Maryland state Senate committee votes to keep some of Gov. Moore's plans in Blueprint education bill
'If this is ultimately going to succeed and we are going to lift up every child, that's the place where that's going to happen,' Senate Budget and Taxation Committee Chair Guy Guzzone, a Howard County Democrat, said of community school funding after the voting session. 'I'm not saying there won't be a time when we have to deal with scaling that back, pacing it in a different way, but I think we can hold for right now on that.'
The Senate Budget and Taxation Committee voted on amendments to Moore's Excellence in Maryland Public Schools Act Friday morning, splitting policy proposed by the governor and the House, which has already passed the bill, down the middle.
Moore's bill to alter the state's landmark Blueprint for Maryland's Future education reform policy, which he testified in favor of in 2020, originally proposed a two-year delay in funding increases for schools that receive Concentration of Poverty Grants or community schools and would have paused the implementation of teacher collaborative time for four years.

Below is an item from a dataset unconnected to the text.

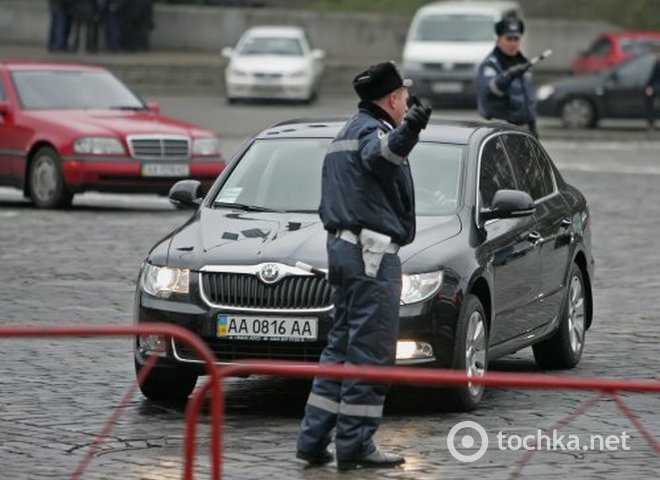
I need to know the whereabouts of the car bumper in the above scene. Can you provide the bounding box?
[226,78,314,100]
[134,287,459,373]
[61,156,225,194]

Earlier this month, the House chamber voted to restore the funding increases for community schools and shorten the pause on collaborative time from four years to one.
Guzzone, who offered the amendments to the bill Friday, said he prefers the term 'pacing' over 'pause.'
Sen. J.B. Jennings, a Baltimore County Republican who sits on the Budget and Taxation Committee, said that, while they provided more cuts than the House, he doesn't think it's enough to 'get us out of the perils we're facing right now.'
In an interview with The Baltimore Sun, Jennings praised Moore for the cuts he proposed in the bill's original language.

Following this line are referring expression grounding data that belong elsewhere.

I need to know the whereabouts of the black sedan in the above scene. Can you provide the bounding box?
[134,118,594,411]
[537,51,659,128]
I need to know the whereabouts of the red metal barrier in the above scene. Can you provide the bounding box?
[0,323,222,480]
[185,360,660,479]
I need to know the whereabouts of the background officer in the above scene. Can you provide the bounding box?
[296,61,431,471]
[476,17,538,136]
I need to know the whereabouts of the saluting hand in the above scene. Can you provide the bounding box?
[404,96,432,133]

'He was willing to do what others weren't,' Jennings said. 'The third rail of politics is education. No one wants to cut from it, but we're always adding more and more and more to education funding-wise, and we have to slow it down some.'
In restoring the four-year delay in collaborative time implementation, the newly amended bill would reduce the amount of foundation spending per pupil because funding tied to collaborative time is baked into that formula. If passed, this per pupil decrease would not impact spending for special education, English learners or students most at risk of not succeeding academically, as well as those who attend the Maryland School for the Deaf, the Maryland School for the Blind or the SEED School of Maryland.
Sen. Karen Lewis Young, a Frederick County Democrat, asked if committee staff knew the financial impact that the lowered spending per pupil would have on local boards of education. The answer was not immediately available.
'Thank you,' Lewis Young sighed.
The amended bill would also lower the funding increases that the Maryland Consortium on Coordinated Community Supports, which provides mental health and wraparound services to students, to cap at $100 million annually.
The reduction in compensatory spending would save $30 million each year.
Additionally, under amendments to Moore's bill adopted by the Senate committee, funding increases would freeze if December's revenue projections from the Maryland Board of Revenue Estimates decrease by $850 million or if federal funds decrease by $712 million, respectively. A combined decrease in revenue projections and federal funding that flows into the state equal to at least $1.2 billion would also trigger a freeze in funding increases.
The education policy aspects of the bill need to be amended by the Senate Education, Energy and the Environment Committee before the bill can be debated by the full chamber.